Abstract: Many Dickinson College students have studied the star V723 Cas over the past 4 years.  Originally, we observed this star because it is a super soft source (SSS) and could be a Type 1a supernova progenitor.  Current research and analysis of past results show that, while V723 Cas is still a SSS, it may not be a supernova progenitor.  Therefore, it is necessary to come up with new theories to explain what we see when we look at the light curve of V723 Cas.  In this talk, she will provide a brief background of the V723 Cas system, explain the work she did this semester, and present some thoughts on what may be happening to V723 Cas.

Paulo Candiani - "A Novel Route Towards Energy Localization & its Manipulation in an Electrical Lattice"
Abstract: It was shown recently that a uniformly driven nonlinear electrical lattice can exhibit spontaneous localization of energy.  Here we present a novel route towards this localization by using sub-harmonic driving.  We have experimentally demonstrated that localized modes (also known as ILMs) can be exited through a parametric down conversion process.  Furthermore, using the same system we explore the spatial manipulation of these modes via their interactions with impurities in the lattice.

Tuesday, December 7, 12pm - Tome 115
Senior Research Talks!

Brian Wysowki - "Mapping Out the ion Velocity Distribution Function Fi(v) in the Plasma of the Dickinson Hall Thruster"
Abstract: Plasma thrust is presently used in deep space applications and for satellite station keeping.  It is highly efficient and has the benefit of providing long lasting thrust without a large mass of fuel.  My research goal is to map the thrust of the Dickinson hall thruster.  To do this I will design and build an ion velocity analyzer known as a retarding field energy analyzer.  There are many factors that go into designing such a device and all of them are vitally important to the resolution and accuracy of the ion velocity distribution I hope to find.  In my talk I will provide a proper background in Hall thruster operation and give the details of how I plan to reach my research goals.

Matthew Murray - "The Shaping of Ultrafast Laser Pulses"Abstract: The field of ultrafast laser optics addresses a growing need in the physical sciences: to accurately measure a fast event or phenomenon, a faster method of observation is required.

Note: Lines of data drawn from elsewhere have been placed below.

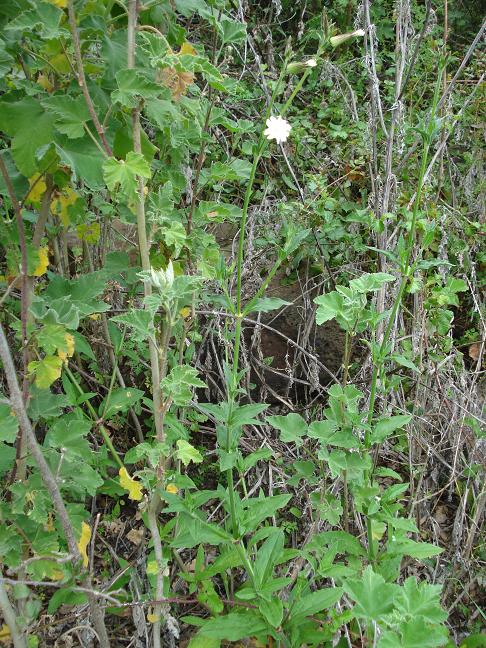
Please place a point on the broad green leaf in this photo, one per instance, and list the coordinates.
(6, 60)
(330, 305)
(30, 127)
(386, 425)
(314, 603)
(46, 371)
(200, 641)
(140, 322)
(345, 542)
(180, 382)
(415, 633)
(372, 595)
(234, 626)
(369, 282)
(83, 157)
(420, 599)
(124, 173)
(292, 427)
(272, 611)
(174, 235)
(119, 401)
(71, 114)
(268, 555)
(187, 453)
(9, 424)
(233, 31)
(413, 549)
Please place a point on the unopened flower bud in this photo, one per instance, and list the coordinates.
(342, 38)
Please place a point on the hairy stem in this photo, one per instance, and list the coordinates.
(11, 618)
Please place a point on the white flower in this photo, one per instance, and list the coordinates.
(342, 38)
(277, 129)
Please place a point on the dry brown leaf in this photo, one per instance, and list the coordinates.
(136, 536)
(474, 351)
(177, 82)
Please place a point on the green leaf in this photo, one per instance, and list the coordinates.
(414, 600)
(272, 611)
(187, 453)
(71, 114)
(180, 382)
(315, 603)
(6, 60)
(386, 425)
(233, 31)
(265, 305)
(188, 7)
(370, 282)
(174, 235)
(46, 371)
(9, 424)
(139, 320)
(234, 626)
(30, 127)
(69, 433)
(372, 595)
(292, 427)
(413, 549)
(330, 306)
(404, 362)
(119, 401)
(415, 634)
(200, 641)
(84, 158)
(125, 173)
(133, 86)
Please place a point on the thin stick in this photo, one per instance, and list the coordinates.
(10, 617)
(82, 77)
(47, 477)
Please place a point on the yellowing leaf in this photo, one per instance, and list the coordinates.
(43, 263)
(57, 574)
(187, 48)
(133, 486)
(68, 351)
(44, 82)
(60, 205)
(60, 63)
(38, 188)
(84, 542)
(5, 636)
(152, 568)
(46, 371)
(177, 82)
(89, 232)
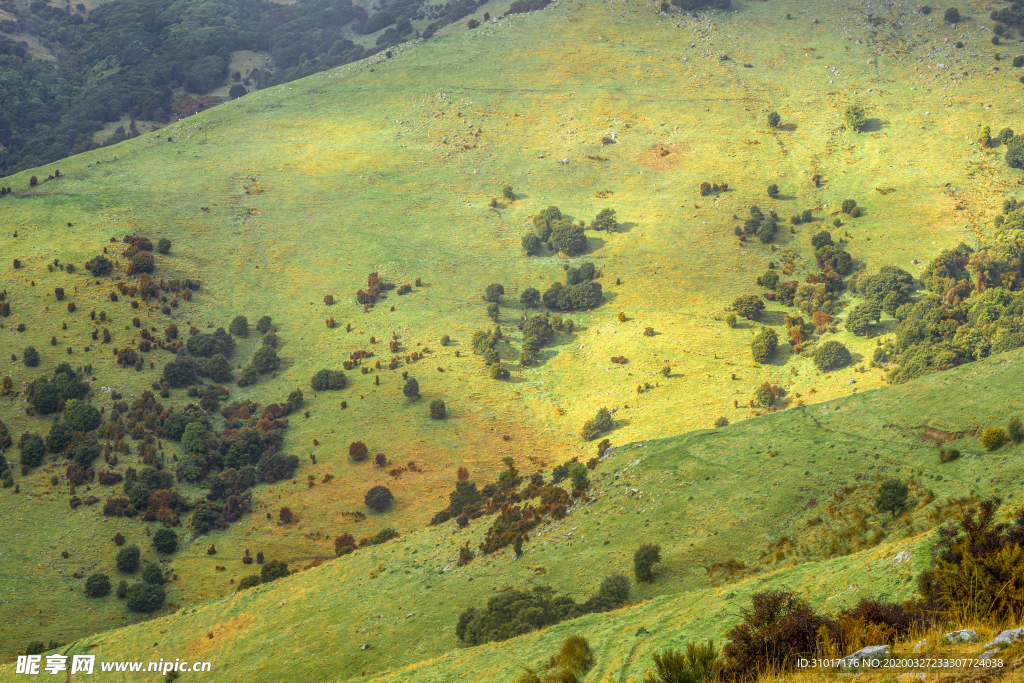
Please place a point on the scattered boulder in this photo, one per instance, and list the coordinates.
(863, 656)
(1006, 639)
(965, 636)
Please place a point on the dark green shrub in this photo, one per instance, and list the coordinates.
(239, 327)
(437, 410)
(695, 666)
(529, 298)
(265, 359)
(832, 355)
(411, 389)
(544, 222)
(145, 598)
(855, 117)
(82, 417)
(153, 575)
(272, 570)
(530, 244)
(494, 293)
(1015, 152)
(496, 370)
(59, 436)
(644, 559)
(764, 345)
(97, 586)
(578, 474)
(749, 305)
(382, 536)
(207, 345)
(33, 451)
(605, 220)
(84, 454)
(615, 587)
(892, 497)
(378, 499)
(249, 582)
(165, 541)
(568, 238)
(1015, 430)
(127, 559)
(328, 379)
(98, 266)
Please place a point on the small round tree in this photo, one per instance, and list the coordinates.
(33, 451)
(764, 345)
(644, 559)
(529, 298)
(378, 499)
(239, 327)
(411, 389)
(165, 541)
(82, 417)
(892, 497)
(615, 587)
(97, 586)
(152, 574)
(530, 244)
(749, 305)
(437, 410)
(832, 355)
(357, 451)
(145, 598)
(993, 437)
(272, 570)
(494, 293)
(127, 559)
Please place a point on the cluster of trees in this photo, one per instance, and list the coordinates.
(974, 305)
(145, 58)
(514, 612)
(561, 235)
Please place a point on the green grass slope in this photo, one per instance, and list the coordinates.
(706, 497)
(300, 190)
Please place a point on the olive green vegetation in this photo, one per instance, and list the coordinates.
(787, 455)
(278, 215)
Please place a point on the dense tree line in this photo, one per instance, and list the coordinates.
(137, 57)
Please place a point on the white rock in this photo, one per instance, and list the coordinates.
(1007, 638)
(965, 636)
(861, 656)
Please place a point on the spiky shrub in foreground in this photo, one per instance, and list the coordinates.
(694, 666)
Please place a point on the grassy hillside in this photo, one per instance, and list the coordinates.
(706, 497)
(389, 165)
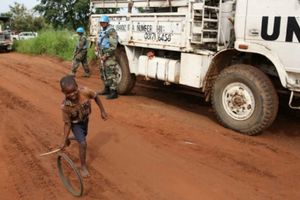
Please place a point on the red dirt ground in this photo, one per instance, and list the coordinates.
(156, 145)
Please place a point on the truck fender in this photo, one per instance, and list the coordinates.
(265, 51)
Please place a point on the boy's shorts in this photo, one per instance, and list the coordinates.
(80, 130)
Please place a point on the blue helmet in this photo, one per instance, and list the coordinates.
(80, 30)
(104, 18)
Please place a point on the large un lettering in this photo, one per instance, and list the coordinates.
(293, 28)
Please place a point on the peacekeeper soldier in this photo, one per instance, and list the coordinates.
(80, 54)
(107, 44)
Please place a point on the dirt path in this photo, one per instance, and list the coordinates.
(157, 145)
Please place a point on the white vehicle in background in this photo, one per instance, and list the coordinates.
(240, 53)
(26, 35)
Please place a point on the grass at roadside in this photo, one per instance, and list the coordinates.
(59, 43)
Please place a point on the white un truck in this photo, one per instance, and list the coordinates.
(239, 53)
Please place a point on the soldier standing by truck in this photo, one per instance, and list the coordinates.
(80, 54)
(107, 44)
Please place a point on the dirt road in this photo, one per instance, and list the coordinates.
(156, 145)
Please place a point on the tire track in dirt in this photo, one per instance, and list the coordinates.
(27, 156)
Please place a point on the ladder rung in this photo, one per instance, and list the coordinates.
(205, 40)
(210, 20)
(210, 30)
(211, 7)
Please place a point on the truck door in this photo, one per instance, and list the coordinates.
(275, 24)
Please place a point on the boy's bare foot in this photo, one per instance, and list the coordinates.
(68, 142)
(84, 172)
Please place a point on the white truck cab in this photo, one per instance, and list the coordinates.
(239, 53)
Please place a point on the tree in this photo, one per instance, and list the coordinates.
(69, 14)
(65, 13)
(23, 20)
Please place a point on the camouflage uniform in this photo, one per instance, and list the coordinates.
(78, 114)
(108, 41)
(80, 56)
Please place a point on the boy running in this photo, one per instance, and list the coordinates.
(76, 108)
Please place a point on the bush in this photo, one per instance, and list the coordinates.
(50, 42)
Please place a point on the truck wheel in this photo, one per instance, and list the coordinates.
(244, 99)
(126, 80)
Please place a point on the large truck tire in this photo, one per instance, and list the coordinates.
(244, 99)
(126, 80)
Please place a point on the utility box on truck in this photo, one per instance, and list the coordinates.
(239, 53)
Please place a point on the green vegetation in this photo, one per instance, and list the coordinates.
(50, 42)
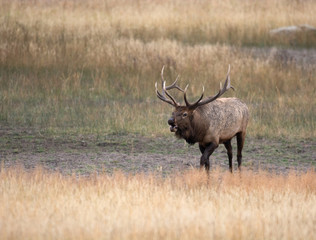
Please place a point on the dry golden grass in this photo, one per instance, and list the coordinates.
(91, 66)
(39, 205)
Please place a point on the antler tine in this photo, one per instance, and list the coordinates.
(172, 99)
(161, 97)
(221, 91)
(174, 85)
(164, 90)
(195, 103)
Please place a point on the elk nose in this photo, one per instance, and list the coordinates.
(171, 121)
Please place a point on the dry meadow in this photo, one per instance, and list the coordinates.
(77, 97)
(249, 205)
(91, 66)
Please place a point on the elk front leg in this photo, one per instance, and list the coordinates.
(208, 150)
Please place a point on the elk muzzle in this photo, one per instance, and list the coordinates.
(172, 123)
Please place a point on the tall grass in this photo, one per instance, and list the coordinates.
(91, 66)
(38, 205)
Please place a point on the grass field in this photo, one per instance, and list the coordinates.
(77, 97)
(91, 67)
(39, 205)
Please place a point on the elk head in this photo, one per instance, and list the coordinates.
(183, 119)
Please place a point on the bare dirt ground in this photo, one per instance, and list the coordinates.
(134, 153)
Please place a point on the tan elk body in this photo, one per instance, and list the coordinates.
(209, 121)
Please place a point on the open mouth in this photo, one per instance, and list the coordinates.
(173, 128)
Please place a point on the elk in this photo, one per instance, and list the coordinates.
(208, 122)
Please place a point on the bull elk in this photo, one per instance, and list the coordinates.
(209, 122)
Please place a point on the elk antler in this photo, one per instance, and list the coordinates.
(201, 102)
(165, 88)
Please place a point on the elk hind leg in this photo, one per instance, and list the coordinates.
(229, 149)
(240, 144)
(209, 149)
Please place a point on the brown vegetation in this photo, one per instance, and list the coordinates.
(38, 205)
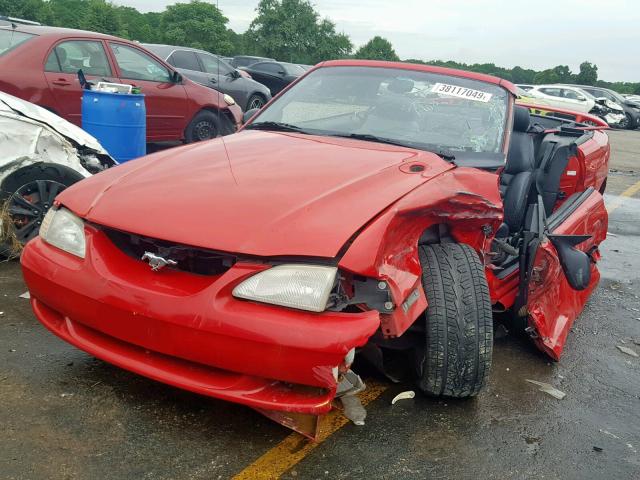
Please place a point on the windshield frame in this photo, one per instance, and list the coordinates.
(492, 157)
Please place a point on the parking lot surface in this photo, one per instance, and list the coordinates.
(65, 414)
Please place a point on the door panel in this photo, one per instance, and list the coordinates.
(61, 71)
(552, 303)
(165, 101)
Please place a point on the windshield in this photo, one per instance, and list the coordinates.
(10, 39)
(421, 110)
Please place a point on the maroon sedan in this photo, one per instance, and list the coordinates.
(40, 64)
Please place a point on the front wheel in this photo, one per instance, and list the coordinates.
(459, 322)
(255, 101)
(204, 126)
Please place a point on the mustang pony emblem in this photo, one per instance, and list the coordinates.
(157, 262)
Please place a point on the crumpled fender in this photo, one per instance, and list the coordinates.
(466, 200)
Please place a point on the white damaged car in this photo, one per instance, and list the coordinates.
(40, 155)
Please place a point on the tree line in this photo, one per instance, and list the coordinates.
(289, 30)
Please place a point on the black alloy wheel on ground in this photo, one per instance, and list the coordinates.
(255, 101)
(204, 126)
(459, 322)
(26, 197)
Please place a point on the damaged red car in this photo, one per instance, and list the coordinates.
(371, 206)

For example, a photograph of a racecar speeding around a track will appear blurry if the shutter speed of the camera is not fast enough. The human eye is generally quick enough to resolve on the millisecond (10-3) timescale and modern electronics has pushed this limit to nanoseconds (10-9). The fastest time currently measurable with ultrafast optics is on the order of attoseconds (10-18), which is fast enough to measure the formation of bonds and the transfer of electrons in chemical reactions. Our current research uses an accousto-optic modulator (AOM) to split an incoming laser pulse into two pulses that are then sent through a liquid crystal spatial light modulator (SLM). The SLM allows for the manipulation of certain wavelengths in a pulse, which in turn alters the temporal domain and overall shape. Finally, the beam is recombined by the AOM and the characteristics of the two pulses can be determined using spectral interferometry.

Thursday, December 9, 12pm - Tome 115
Senior Research Talks!

Anubhav Mohan, Melissa Kelly & Kent Pecora will present "The Top Secret TM Perpetually Spinning Top Explained"Abstract: In this talk, they will lift the veil of secrecy surrounding the "perpetually spinning top".  When you first see this toy in action, it appears to be governed by magic.  Could this toy really be defying the laws of physics? No!  We will reveal the inner workings of the spinning top, and in the process take you on a tour of physics - from mechanics, via electronics, to electromagnetism.